O rádio ainda o tocava aquela maldita fita dos Rolling Stones. Desligou.
Procurou pelo quarto algum indício de algo que lhe explicasse o que havia acontecido. Nada reavivava sua memória da noite anterior.
Abriu seu estojo de maquiagem. Dentro dele, um pseudo-batom e um espelho. O espelho recebeu uma rajada branca. O pó que a faria entender melhor as coisas.

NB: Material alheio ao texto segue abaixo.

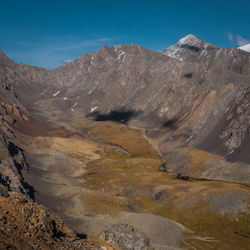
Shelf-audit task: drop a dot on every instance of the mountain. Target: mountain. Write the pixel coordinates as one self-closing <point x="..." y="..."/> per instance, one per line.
<point x="100" y="126"/>
<point x="245" y="47"/>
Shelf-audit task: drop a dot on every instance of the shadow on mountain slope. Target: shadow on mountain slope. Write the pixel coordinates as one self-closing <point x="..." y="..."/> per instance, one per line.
<point x="121" y="115"/>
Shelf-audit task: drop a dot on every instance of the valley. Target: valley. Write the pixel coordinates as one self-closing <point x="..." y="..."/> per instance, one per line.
<point x="89" y="141"/>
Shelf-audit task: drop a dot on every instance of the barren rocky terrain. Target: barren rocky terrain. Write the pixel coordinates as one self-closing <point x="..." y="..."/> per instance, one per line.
<point x="131" y="148"/>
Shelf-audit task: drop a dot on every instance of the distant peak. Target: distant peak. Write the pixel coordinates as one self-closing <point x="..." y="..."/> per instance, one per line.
<point x="4" y="59"/>
<point x="245" y="47"/>
<point x="189" y="39"/>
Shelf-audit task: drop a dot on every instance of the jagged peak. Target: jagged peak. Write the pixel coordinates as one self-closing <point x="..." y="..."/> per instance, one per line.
<point x="245" y="47"/>
<point x="190" y="38"/>
<point x="4" y="59"/>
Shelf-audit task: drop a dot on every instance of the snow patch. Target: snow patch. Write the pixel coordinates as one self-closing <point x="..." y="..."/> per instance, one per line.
<point x="120" y="55"/>
<point x="93" y="109"/>
<point x="56" y="93"/>
<point x="245" y="47"/>
<point x="190" y="138"/>
<point x="44" y="91"/>
<point x="72" y="108"/>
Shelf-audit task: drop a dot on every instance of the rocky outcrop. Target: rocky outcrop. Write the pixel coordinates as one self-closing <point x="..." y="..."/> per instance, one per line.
<point x="27" y="225"/>
<point x="126" y="237"/>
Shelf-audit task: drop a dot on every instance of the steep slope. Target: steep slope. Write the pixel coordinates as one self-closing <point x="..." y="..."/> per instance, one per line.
<point x="245" y="47"/>
<point x="190" y="105"/>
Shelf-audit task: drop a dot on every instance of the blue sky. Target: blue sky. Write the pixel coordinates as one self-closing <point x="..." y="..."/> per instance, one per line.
<point x="50" y="33"/>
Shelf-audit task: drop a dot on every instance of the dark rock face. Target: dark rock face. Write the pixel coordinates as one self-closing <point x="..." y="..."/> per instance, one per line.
<point x="126" y="237"/>
<point x="192" y="94"/>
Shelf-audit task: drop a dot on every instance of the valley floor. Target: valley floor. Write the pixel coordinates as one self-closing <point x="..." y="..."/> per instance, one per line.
<point x="95" y="174"/>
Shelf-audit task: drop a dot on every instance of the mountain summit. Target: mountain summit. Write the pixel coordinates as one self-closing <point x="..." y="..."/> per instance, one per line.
<point x="104" y="125"/>
<point x="245" y="47"/>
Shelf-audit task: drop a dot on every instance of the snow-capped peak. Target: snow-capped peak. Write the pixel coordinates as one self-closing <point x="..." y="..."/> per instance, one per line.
<point x="189" y="39"/>
<point x="245" y="47"/>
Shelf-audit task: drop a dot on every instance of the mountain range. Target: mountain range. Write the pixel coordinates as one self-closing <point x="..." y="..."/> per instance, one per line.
<point x="191" y="102"/>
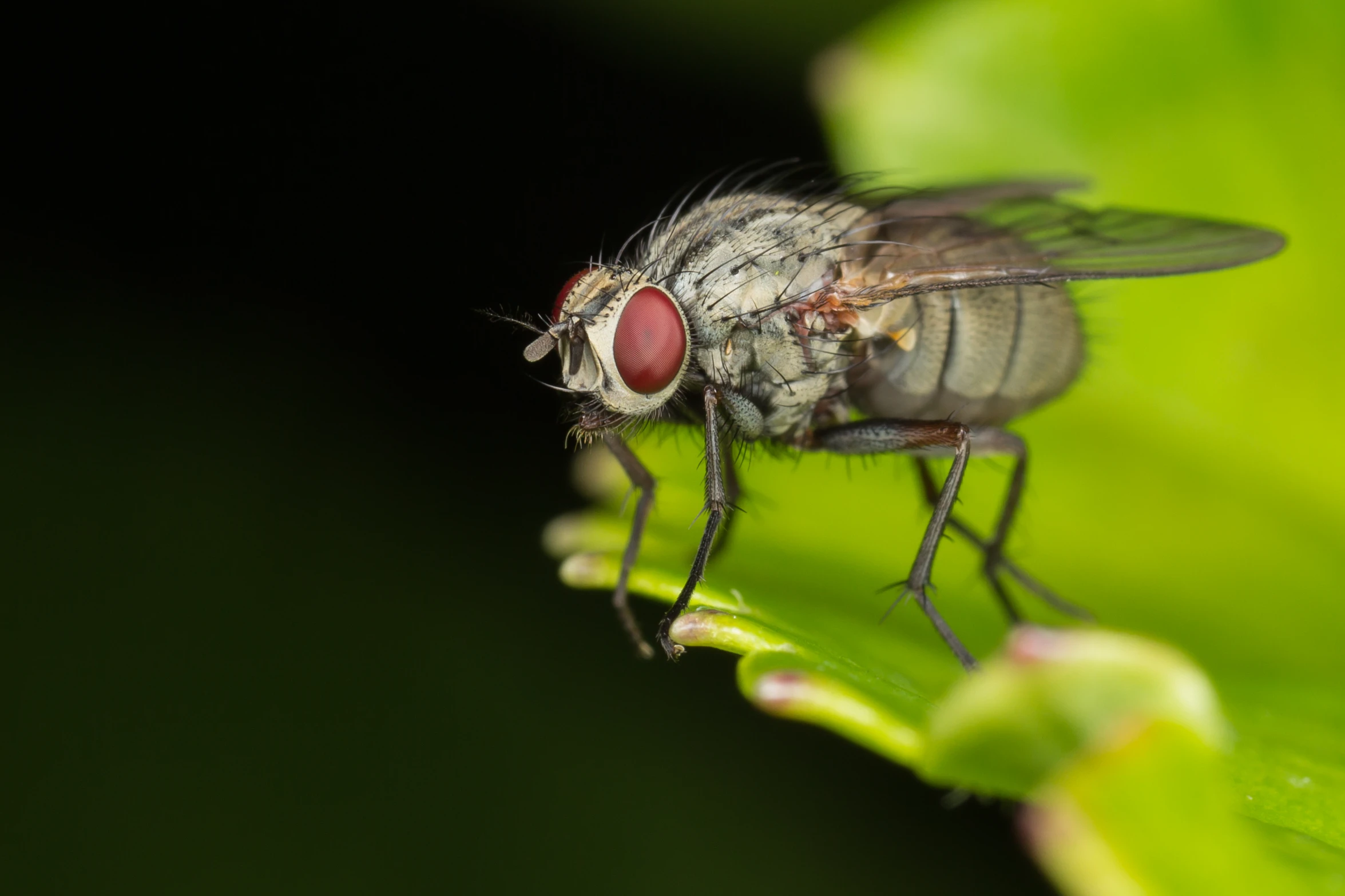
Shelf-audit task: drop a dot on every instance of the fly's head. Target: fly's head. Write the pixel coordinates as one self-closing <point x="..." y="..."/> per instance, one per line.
<point x="625" y="345"/>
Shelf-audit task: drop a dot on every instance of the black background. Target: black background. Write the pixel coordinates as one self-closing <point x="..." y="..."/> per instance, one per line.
<point x="276" y="618"/>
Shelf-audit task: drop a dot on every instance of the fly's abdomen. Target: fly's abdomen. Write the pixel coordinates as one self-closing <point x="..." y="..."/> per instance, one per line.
<point x="979" y="356"/>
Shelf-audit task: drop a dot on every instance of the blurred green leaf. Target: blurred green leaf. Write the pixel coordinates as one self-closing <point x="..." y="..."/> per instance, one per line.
<point x="1189" y="487"/>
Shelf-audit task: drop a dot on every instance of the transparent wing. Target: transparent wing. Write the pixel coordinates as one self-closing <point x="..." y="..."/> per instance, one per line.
<point x="1020" y="234"/>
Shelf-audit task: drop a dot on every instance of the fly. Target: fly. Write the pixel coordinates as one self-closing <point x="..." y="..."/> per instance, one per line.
<point x="810" y="318"/>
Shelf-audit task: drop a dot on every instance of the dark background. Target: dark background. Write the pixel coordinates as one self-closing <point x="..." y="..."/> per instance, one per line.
<point x="275" y="614"/>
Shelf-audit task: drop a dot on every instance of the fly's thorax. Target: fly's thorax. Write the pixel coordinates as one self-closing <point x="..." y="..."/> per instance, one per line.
<point x="737" y="265"/>
<point x="623" y="339"/>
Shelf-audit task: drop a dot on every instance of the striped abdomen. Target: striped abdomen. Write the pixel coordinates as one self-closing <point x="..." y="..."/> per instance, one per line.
<point x="979" y="356"/>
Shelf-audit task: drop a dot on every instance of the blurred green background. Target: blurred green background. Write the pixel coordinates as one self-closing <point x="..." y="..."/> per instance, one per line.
<point x="276" y="616"/>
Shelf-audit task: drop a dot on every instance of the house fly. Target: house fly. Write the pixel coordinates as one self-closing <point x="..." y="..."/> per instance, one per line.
<point x="807" y="317"/>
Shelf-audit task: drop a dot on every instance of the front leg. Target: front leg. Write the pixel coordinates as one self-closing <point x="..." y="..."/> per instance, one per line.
<point x="642" y="480"/>
<point x="900" y="437"/>
<point x="715" y="503"/>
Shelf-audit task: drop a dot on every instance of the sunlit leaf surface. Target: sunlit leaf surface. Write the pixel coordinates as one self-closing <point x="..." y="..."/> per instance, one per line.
<point x="1189" y="487"/>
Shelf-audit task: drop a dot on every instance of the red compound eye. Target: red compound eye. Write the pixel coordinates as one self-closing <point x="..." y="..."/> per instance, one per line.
<point x="565" y="290"/>
<point x="650" y="341"/>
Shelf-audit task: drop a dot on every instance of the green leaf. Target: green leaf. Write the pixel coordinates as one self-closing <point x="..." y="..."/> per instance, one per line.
<point x="1189" y="488"/>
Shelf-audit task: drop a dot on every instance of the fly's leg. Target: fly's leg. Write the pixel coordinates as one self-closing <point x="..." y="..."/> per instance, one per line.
<point x="716" y="500"/>
<point x="993" y="559"/>
<point x="899" y="437"/>
<point x="643" y="480"/>
<point x="732" y="491"/>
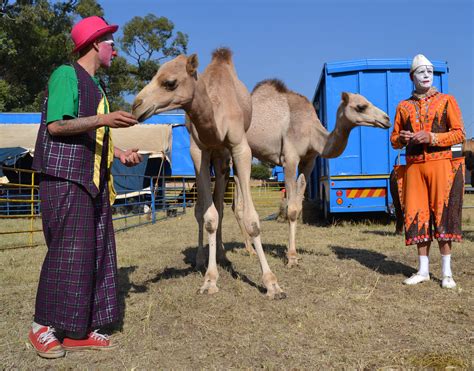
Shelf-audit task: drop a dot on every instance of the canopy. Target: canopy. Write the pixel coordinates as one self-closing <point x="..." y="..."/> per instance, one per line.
<point x="149" y="138"/>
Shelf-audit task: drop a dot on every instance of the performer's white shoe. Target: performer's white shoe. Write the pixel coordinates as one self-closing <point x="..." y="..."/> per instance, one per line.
<point x="416" y="279"/>
<point x="448" y="283"/>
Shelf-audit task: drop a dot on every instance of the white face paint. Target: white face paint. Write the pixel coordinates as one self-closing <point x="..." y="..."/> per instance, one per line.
<point x="423" y="78"/>
<point x="107" y="51"/>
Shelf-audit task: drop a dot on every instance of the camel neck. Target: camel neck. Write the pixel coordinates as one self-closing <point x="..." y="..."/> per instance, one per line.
<point x="202" y="115"/>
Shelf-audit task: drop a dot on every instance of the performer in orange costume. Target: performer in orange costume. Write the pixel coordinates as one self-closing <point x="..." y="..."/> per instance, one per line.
<point x="431" y="186"/>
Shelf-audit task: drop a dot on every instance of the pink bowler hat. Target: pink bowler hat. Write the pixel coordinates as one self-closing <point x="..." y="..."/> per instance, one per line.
<point x="90" y="29"/>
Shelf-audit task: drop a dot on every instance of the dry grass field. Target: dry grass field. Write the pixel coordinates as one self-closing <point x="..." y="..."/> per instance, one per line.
<point x="346" y="305"/>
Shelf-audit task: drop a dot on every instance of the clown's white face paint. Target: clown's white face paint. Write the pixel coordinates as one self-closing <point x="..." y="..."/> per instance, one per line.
<point x="106" y="52"/>
<point x="423" y="79"/>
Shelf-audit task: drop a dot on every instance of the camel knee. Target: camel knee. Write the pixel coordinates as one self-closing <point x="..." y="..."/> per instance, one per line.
<point x="211" y="220"/>
<point x="252" y="225"/>
<point x="293" y="211"/>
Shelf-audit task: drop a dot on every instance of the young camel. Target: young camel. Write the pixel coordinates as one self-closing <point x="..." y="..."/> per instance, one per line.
<point x="219" y="108"/>
<point x="286" y="131"/>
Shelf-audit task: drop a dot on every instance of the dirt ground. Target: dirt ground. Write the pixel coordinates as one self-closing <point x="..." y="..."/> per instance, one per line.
<point x="346" y="305"/>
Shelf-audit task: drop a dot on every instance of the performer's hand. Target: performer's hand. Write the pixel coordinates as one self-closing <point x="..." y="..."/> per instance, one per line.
<point x="117" y="119"/>
<point x="405" y="136"/>
<point x="130" y="157"/>
<point x="421" y="137"/>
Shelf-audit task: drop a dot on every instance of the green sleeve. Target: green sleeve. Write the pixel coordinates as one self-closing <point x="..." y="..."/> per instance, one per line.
<point x="62" y="94"/>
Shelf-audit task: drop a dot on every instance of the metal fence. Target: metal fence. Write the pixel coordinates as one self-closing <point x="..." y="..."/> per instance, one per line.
<point x="20" y="213"/>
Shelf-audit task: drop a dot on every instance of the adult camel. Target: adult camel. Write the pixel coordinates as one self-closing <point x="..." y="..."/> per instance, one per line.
<point x="286" y="131"/>
<point x="219" y="108"/>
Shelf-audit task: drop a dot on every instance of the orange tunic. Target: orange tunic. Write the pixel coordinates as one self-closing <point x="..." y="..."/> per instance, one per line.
<point x="431" y="186"/>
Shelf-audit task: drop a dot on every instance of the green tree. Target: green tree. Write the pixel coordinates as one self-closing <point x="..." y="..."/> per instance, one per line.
<point x="33" y="41"/>
<point x="147" y="41"/>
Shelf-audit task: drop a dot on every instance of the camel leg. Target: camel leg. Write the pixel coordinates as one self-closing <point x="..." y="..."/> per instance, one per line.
<point x="293" y="206"/>
<point x="238" y="208"/>
<point x="210" y="221"/>
<point x="242" y="158"/>
<point x="221" y="169"/>
<point x="196" y="155"/>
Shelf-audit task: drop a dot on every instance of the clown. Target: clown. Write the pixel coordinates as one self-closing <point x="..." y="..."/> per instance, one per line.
<point x="431" y="185"/>
<point x="78" y="288"/>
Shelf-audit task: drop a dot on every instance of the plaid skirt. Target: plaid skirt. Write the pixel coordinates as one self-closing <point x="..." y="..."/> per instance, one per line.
<point x="78" y="287"/>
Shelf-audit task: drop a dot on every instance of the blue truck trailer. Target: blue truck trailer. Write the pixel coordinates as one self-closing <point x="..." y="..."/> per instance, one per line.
<point x="358" y="180"/>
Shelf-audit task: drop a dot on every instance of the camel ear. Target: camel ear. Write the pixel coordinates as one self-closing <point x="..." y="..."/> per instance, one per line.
<point x="345" y="97"/>
<point x="192" y="64"/>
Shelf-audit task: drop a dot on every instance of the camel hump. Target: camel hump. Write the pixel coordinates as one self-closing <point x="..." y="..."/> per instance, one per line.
<point x="275" y="83"/>
<point x="222" y="55"/>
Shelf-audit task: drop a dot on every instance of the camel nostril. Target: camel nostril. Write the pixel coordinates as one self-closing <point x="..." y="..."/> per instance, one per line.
<point x="136" y="104"/>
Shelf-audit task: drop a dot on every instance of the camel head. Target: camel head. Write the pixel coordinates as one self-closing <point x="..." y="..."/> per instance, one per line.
<point x="172" y="87"/>
<point x="356" y="110"/>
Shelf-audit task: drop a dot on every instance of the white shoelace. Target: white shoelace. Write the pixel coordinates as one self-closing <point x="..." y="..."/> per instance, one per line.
<point x="47" y="336"/>
<point x="98" y="336"/>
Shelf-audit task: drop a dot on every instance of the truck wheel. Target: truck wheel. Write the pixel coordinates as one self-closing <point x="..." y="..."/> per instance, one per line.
<point x="326" y="213"/>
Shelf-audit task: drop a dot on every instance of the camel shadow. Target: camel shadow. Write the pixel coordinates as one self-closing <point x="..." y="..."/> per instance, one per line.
<point x="276" y="251"/>
<point x="190" y="260"/>
<point x="383" y="233"/>
<point x="125" y="287"/>
<point x="373" y="260"/>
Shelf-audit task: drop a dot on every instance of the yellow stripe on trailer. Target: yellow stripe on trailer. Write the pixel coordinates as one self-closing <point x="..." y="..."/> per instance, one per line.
<point x="365" y="192"/>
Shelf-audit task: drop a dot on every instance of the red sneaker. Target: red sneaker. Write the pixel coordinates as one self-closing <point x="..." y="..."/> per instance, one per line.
<point x="45" y="343"/>
<point x="94" y="341"/>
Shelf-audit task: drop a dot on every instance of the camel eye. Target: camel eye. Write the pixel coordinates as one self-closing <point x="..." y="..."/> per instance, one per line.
<point x="170" y="84"/>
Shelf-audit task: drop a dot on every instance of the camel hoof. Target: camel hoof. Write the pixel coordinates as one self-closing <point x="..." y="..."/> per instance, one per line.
<point x="200" y="267"/>
<point x="223" y="261"/>
<point x="251" y="251"/>
<point x="276" y="293"/>
<point x="208" y="288"/>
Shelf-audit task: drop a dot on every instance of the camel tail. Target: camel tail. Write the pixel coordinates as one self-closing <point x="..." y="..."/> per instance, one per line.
<point x="222" y="55"/>
<point x="276" y="83"/>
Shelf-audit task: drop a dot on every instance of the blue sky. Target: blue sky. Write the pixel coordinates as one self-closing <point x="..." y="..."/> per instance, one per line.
<point x="292" y="39"/>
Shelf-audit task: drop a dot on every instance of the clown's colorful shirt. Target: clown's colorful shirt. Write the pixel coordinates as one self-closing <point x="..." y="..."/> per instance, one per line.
<point x="433" y="112"/>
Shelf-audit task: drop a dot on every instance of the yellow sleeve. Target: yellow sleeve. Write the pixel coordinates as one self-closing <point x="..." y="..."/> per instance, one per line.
<point x="456" y="133"/>
<point x="397" y="126"/>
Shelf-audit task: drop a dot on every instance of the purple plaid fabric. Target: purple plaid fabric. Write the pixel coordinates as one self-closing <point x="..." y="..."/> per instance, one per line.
<point x="78" y="287"/>
<point x="78" y="283"/>
<point x="71" y="157"/>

Cheirar, para ela, era uma cerimônia. E esta cerimônia precisava de bebida e música. Voltou a ouvir a fita.
Embaixo da cama encontrou a garrafa de vodca da noite anterior.
E ao som de Eric Clapton, cheirou sua última carreira. No acorde final de cocaine, todo seu reservatório tinha acabado.
Êxtase. Sensação de alívio. Sem calor, nem frio, sem dor, sem nada. Apenas a sensação de bem estar. A sensação de domínio do mundo. O mundo era ela. E ela tinha total domínio sobre ele.
O efeito passou rápido. É como vento que levanta a poeira, passa rápido, leva tudo, e acaba.
O lugar fétido começou a incomodá-la. Era hora de partir. Pouco importava o que havia acontecido.
Álcool, drogas, um sexo casual, algumas risadas, e nenhuma memória do que havia acontecido. Isso já tinha virado rotina.
Pegou seu celular, e chamou um táxi. Afinal de contas, precisava dormir, o final de semana estava apenas começando.
- Toca para o Leblon.
Na sala o pai lia o jornal. Lhe desejou "boa tarde" como desejaria a qualquer um dos dez empregados da casa, sem mais nenhuma outra frase para acompanhar o seco "boa tarde".
A noite chegou. Na varanda seu pai jogava xadrez com um amigo. Lhe desejou "boa noite". Sem perguntas. Apenas o "boa noite". E ela saiu para mais uma noite.
Hoje faz um ano que Layla morreu - overdose. Na lápide, feita por seu pai, está escrito apenas "Adeus".